Ivan Vyrypaev has inclined to monologues since the beginning of his work. His characters, if there were more of them in a play, did not communicate between themselves but they rather communicated somewhere between the earth and the heavens or they addressed their words directly to the audience what was caused by a strong metaphoricality and symbolism of the used language. It is not for the first time and it is not a coincidence either that Vyrypaev brings the character of an ill man who acts in a furore, who is psychologically flat broken and a social outcast. In the play Dreams it were young drug-addicts living in a community, in the play entitled Genesis No.2 it is a mentally ill woman, in the Oxygen it is a young man who murdered his wife. The people from the margins are very often left with the only way of expressing themselves, a monologue. And that automatically turns into a dialogue with our conscience and personal morals. Even though Vyrypaev himself is avoiding moralizing and evaluation of anything and anybody. As if he did not have time for such a thing – his text passes in crazy speed, it is uncontrollable stream of speech, thoughts and memories. His characters are forced out of their certainties, he leaves them to sin, he allows them to break the rules, to blaspheme, to harm, to suffer and to die in the end. Without any comment, without any word of compassion, very simply and, in fact, cruelly ordinary. In this lies the current feature of his expression and the appealing of his plays reflecting the cruelty not only of the Russian reality but of the whole world in general.

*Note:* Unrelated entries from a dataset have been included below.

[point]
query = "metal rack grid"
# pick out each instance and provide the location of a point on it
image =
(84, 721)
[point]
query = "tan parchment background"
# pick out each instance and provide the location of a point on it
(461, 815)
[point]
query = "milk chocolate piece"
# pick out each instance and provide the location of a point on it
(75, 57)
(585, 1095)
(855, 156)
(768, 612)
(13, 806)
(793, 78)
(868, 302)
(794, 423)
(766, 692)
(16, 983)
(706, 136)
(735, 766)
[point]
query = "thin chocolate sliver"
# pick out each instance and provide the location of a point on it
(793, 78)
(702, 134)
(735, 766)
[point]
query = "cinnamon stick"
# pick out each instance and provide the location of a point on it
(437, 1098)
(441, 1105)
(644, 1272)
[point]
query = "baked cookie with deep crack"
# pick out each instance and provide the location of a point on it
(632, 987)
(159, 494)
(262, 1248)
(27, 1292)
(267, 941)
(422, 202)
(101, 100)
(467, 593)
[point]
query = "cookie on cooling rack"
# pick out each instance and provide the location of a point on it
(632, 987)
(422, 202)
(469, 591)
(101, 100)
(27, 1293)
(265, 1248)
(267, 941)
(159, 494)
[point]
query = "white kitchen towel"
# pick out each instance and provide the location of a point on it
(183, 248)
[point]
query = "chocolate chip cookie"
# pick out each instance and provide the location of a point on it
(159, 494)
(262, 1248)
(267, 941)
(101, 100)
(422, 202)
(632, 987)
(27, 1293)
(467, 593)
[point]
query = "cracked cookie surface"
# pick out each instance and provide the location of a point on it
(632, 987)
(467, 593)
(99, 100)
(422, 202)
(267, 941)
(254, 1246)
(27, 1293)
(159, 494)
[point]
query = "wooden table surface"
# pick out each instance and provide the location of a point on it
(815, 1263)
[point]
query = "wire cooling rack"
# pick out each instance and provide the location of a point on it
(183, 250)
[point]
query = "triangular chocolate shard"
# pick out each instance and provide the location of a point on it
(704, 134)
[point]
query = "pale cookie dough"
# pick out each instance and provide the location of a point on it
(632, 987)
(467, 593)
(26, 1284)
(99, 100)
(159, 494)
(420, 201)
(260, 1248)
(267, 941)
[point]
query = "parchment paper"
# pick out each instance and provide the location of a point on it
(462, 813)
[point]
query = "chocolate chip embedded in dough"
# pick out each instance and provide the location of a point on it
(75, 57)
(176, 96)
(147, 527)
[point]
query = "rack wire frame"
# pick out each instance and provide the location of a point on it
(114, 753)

After a great European success of Oxygen (Divadelná Nitra 2005) Ivan Vyrypaev twofold fulfilled the expectations of Russian critics – in theatre by the production of July, which text is by many critics considered one of the most exceptional texts of Russian drama of the new millennium (prestigious awards at festivals Golden Masque and New Drama, presentations in abroad, e.g.: Wienner Festwochen 2008), and by his film debut Euphoria (awarded at the Venetia Film Festival).

For this success, the name – Ivan Vyrypaev is known not only to Russian theatre specialists. Director Viktor Ryzhakov proved his modesty in directing already in some productions made in the tandem with Vyrypaev (Oxygen, Genesis No. 2, July). His as if “playing the second violin” is in perfect harmony with Vyrypaev´s poetics. July is a plain and pure production and its excellence lies in the primary theatrical combination: perfect text / perfect directing / perfect actress.
Romana Maliti

creators

directed by Viktor Ryzhakov
costumes: Margarita Ablayeva
sound:  Kirill Vasilenko
lighting: Natalya Savelyeva
cast: Polina Agureyeva

director

Viktor Ryzhakov (1960)
He studied at the Department of Directing and Acting at the B. V. Shchukin Theatre School. From 1991 he worked at the Moscow Theatre of Young Audience. In 1993 he was the artistic director of the First Festival of Independent Theatres “Theatre in Searching of Audience” in Sochi, in 1995 – 2001 he worked as the artistic director of the Theatre of Drama and Comedy in Kamchatka. With the actors of the Kamchatka Theatre he presented project “Karaul no8” in 2000 and presented it at festivals in Edinburgh, Los Angeles, Tbilisi, Lodž etc. From 2000 he teaches at the Department of Acting of the V. I. Nemirovich-Danchenko School at the MCHT of A. P. Chekhov. In 2002 he became one of the founders and leaders of the A. M. Volodin Theatre “Five Evenings” in St. Petersburg. He is a holder of the National Award Golden Masque, the main prize of the International Festival Kontakt in Torun, the main prize of the New Drama Festival in Moscow, a holder of the Golden Horse bonus for best directing, the Theatre of the 21st Century bonus. He works in a close partnership with Ivan Vyrypaev – he directed his plays Oxygen, Genesis No. 2, Valentine´s Day, July.